The idea is to create a sphere of about 1 kilogram and then both weight it and count the number of atoms in it. This is only possible by using crystalline matter, by taking advantage of the regular arrangement of the atoms.
Diamond would be indeed a perfect candidate but machining diamond is a hell of a lot more difficult than machining a crystal of silicon, because of the huge difference in hardness, a problem which pales in comparison with the sheer impossibility of making a diamond mono-crystal weighing one kilogram! The world record is about 20 grams. The difficulty is the need to apply a pressure of the order of 100,000 atmospheres, which is only possible in too small a volume for the target weight of 1 kilogram, which would be a cube with 6.5 cm sides. We could imagine settling for a bunch of smaller diamonds of course but this would introduce an extra source of uncertainty. Since it is possible to make a monocrystal of silicon weighing one kilogram, by using refinements of the growth methods developed and refined by the electronic industry, it would not make sense to consider diamond.

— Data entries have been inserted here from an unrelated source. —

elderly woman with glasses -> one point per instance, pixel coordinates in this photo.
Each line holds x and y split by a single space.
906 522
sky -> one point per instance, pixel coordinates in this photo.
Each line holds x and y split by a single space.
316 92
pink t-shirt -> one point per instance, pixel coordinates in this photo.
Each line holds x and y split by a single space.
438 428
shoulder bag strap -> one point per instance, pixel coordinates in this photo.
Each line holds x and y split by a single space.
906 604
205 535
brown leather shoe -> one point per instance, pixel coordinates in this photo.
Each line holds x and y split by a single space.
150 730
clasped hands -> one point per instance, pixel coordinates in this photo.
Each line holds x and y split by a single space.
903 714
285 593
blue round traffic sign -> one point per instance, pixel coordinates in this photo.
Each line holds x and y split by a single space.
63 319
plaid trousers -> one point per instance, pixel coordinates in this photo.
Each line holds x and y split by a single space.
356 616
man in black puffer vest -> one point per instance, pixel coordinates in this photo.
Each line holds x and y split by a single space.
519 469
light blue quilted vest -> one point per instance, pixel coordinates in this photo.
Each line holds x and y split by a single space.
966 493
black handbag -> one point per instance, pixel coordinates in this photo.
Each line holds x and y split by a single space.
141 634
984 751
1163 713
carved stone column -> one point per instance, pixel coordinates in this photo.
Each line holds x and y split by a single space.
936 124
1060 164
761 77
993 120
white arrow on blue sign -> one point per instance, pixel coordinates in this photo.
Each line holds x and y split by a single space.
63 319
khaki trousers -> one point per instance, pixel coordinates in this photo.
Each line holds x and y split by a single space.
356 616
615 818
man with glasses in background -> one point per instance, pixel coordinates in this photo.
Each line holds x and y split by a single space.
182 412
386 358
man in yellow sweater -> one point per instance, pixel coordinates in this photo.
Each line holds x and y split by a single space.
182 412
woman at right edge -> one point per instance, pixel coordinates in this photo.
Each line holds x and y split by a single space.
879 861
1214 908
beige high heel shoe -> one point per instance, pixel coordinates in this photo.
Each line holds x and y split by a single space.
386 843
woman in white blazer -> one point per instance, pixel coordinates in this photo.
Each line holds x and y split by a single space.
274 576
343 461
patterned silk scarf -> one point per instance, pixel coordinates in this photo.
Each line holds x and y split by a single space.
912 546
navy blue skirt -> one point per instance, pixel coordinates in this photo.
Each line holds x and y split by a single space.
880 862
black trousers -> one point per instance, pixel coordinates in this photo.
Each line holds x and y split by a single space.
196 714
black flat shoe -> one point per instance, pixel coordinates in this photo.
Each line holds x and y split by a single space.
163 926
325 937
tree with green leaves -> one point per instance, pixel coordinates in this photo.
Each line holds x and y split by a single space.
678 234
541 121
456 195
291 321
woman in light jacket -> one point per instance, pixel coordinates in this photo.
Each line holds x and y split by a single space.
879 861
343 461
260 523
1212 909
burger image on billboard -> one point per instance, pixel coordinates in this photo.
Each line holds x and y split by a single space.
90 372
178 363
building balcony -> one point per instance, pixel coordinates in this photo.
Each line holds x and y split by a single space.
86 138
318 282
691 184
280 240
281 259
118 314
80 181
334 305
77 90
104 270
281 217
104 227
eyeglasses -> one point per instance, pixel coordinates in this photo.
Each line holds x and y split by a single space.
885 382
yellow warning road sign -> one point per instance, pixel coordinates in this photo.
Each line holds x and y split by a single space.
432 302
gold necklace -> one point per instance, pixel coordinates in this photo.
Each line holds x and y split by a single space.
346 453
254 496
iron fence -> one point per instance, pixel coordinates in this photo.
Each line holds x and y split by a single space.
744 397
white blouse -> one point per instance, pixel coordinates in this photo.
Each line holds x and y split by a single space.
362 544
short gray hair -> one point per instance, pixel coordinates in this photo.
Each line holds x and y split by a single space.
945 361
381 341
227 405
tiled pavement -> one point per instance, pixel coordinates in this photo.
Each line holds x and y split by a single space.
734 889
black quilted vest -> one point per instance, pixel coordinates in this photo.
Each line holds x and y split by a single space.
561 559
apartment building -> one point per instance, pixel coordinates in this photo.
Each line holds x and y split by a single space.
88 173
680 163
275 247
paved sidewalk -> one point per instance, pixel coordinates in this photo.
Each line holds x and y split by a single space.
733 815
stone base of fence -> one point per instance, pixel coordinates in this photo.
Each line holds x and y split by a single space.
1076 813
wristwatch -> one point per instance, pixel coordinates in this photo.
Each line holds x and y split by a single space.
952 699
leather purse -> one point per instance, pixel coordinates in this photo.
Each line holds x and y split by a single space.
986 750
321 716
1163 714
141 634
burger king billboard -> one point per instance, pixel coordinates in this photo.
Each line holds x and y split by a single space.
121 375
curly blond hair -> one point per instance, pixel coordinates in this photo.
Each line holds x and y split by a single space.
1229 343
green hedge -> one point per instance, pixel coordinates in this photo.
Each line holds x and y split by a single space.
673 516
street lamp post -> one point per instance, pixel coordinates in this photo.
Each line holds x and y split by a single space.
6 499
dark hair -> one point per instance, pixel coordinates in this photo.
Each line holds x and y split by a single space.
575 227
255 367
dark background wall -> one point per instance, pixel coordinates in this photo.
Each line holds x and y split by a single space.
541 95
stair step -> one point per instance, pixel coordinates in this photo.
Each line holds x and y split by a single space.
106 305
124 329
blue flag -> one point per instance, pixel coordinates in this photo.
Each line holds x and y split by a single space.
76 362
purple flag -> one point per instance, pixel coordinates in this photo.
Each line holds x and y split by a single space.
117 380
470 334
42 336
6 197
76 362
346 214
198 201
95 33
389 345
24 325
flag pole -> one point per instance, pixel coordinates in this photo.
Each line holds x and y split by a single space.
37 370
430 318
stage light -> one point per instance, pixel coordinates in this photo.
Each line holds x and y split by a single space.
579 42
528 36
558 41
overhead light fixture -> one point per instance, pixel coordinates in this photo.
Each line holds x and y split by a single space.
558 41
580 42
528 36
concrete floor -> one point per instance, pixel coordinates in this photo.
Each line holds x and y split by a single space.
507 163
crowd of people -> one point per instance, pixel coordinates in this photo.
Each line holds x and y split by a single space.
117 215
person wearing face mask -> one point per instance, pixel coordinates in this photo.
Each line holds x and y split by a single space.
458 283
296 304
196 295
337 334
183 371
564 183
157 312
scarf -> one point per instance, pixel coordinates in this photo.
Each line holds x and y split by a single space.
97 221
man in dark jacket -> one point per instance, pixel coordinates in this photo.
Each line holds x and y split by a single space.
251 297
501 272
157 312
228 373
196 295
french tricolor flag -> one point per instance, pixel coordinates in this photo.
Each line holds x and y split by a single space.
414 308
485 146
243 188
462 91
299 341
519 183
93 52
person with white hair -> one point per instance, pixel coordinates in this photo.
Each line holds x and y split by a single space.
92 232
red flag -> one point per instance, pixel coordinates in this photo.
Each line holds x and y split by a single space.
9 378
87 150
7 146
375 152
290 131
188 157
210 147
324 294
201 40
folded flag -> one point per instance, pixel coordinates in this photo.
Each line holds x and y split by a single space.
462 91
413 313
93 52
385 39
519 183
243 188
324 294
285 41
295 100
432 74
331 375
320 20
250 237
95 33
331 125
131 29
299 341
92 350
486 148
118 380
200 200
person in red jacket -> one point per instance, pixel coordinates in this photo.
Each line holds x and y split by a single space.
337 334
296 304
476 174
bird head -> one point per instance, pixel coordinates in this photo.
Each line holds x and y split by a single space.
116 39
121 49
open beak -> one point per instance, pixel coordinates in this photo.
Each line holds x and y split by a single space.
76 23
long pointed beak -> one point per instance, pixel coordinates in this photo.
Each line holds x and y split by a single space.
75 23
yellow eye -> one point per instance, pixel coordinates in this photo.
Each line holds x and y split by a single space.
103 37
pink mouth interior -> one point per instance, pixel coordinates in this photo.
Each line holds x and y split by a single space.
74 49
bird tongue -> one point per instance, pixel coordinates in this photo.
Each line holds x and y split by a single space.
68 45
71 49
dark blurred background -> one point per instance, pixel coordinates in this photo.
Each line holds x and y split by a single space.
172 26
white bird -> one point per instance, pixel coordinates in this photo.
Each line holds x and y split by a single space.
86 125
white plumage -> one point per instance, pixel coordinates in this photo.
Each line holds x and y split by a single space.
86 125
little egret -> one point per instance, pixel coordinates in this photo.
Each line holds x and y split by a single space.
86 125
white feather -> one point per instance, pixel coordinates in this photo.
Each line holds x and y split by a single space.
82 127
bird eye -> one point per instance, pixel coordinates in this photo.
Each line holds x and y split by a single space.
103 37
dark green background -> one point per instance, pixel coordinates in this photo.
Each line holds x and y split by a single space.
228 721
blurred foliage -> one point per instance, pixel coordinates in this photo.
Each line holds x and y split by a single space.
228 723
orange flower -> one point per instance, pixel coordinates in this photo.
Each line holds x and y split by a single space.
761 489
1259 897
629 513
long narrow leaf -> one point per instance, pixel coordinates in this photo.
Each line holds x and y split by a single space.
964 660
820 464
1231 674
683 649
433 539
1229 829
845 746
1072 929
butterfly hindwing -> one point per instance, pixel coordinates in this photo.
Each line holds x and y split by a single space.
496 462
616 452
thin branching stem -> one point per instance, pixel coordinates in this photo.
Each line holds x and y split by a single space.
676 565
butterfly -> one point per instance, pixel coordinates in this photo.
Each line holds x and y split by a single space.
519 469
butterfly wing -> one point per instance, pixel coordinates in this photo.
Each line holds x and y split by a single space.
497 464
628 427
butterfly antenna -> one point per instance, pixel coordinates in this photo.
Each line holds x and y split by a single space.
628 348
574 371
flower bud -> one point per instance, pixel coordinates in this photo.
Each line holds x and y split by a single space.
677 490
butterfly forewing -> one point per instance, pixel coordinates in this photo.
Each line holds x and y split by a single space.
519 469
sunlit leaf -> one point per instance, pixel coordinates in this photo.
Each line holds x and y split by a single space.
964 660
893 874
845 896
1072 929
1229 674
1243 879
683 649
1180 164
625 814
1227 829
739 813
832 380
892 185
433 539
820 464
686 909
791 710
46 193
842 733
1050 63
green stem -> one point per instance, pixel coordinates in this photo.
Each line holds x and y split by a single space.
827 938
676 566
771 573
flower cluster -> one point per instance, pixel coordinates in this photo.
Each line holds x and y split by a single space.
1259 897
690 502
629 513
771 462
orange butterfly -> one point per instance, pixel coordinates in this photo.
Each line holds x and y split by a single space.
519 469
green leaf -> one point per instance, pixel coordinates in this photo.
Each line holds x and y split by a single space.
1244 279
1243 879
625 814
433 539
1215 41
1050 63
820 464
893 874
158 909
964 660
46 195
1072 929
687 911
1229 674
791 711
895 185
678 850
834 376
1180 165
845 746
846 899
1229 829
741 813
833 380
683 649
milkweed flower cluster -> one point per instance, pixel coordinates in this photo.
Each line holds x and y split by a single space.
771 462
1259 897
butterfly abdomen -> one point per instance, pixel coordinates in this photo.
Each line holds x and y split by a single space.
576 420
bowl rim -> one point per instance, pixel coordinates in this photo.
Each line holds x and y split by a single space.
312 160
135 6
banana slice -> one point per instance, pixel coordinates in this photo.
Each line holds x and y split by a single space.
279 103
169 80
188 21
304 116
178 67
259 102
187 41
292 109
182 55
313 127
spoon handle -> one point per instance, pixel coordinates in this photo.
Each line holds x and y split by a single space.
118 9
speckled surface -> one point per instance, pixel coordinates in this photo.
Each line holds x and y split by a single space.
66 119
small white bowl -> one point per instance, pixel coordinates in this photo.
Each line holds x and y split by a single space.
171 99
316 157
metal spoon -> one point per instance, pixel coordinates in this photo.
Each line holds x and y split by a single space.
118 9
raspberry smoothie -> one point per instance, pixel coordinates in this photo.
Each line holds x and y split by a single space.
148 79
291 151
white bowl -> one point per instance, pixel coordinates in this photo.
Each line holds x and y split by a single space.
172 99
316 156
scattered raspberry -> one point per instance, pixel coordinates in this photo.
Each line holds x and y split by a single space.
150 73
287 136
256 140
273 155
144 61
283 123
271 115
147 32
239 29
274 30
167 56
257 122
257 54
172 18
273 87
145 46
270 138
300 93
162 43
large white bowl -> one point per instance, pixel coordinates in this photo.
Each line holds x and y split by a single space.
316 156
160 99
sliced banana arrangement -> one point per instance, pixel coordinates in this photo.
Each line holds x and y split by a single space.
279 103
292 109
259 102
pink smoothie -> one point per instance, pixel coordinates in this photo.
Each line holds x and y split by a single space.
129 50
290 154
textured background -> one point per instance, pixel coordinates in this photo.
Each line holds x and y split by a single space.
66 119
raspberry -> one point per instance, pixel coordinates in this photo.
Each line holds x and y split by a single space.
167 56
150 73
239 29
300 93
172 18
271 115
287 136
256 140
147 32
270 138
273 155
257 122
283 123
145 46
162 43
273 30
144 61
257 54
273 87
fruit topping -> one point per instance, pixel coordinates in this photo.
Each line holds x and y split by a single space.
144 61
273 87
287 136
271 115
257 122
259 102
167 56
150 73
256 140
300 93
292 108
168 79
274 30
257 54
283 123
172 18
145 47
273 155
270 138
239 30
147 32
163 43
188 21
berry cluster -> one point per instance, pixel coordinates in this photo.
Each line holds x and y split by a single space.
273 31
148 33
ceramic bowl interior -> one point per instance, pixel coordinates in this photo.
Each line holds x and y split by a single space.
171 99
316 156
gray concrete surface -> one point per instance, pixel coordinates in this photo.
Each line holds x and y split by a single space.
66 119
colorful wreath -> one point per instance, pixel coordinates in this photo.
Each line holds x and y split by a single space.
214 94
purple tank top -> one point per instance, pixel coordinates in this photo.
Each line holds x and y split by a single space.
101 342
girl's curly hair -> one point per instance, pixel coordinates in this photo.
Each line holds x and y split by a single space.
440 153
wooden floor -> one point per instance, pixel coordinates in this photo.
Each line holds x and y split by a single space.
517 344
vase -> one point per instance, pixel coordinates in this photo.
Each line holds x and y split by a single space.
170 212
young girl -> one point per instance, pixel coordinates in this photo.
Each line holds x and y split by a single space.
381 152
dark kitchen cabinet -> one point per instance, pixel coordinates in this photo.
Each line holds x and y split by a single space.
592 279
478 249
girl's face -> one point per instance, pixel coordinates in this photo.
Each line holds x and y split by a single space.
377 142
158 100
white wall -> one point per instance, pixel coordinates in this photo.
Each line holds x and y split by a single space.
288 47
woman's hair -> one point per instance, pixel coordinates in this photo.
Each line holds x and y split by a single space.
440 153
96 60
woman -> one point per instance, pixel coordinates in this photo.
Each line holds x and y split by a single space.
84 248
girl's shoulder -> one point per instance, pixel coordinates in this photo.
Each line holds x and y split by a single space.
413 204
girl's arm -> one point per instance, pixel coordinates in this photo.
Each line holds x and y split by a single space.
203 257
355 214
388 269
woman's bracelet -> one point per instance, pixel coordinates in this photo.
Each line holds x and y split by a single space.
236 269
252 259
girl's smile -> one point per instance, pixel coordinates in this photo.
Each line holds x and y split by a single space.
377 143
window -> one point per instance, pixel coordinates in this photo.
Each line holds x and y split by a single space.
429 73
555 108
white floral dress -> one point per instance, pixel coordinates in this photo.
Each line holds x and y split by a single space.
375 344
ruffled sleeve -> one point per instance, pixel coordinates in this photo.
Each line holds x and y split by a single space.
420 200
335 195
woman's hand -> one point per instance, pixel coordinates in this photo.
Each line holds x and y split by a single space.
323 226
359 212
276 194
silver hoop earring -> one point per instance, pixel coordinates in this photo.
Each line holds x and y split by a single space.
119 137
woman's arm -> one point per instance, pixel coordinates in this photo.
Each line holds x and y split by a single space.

Why not graphite instead? Unlike diamond, it is possible to carefully make big enough mono-crystals. Unfortunately, graphite is made of a regular arrangement of carbon atoms strongly bonded in sheets, and those sheets do then stack up and keep together because of weaker forces between them: in particular they can easily shift with respect to each other. As a result, this makes graphite much less suitable for the described precision experiment where pinpointing the atomic arrangement is key.
With graphite and diamond, we have exhausted the crystalline phases of carbon. Thus exit carbon!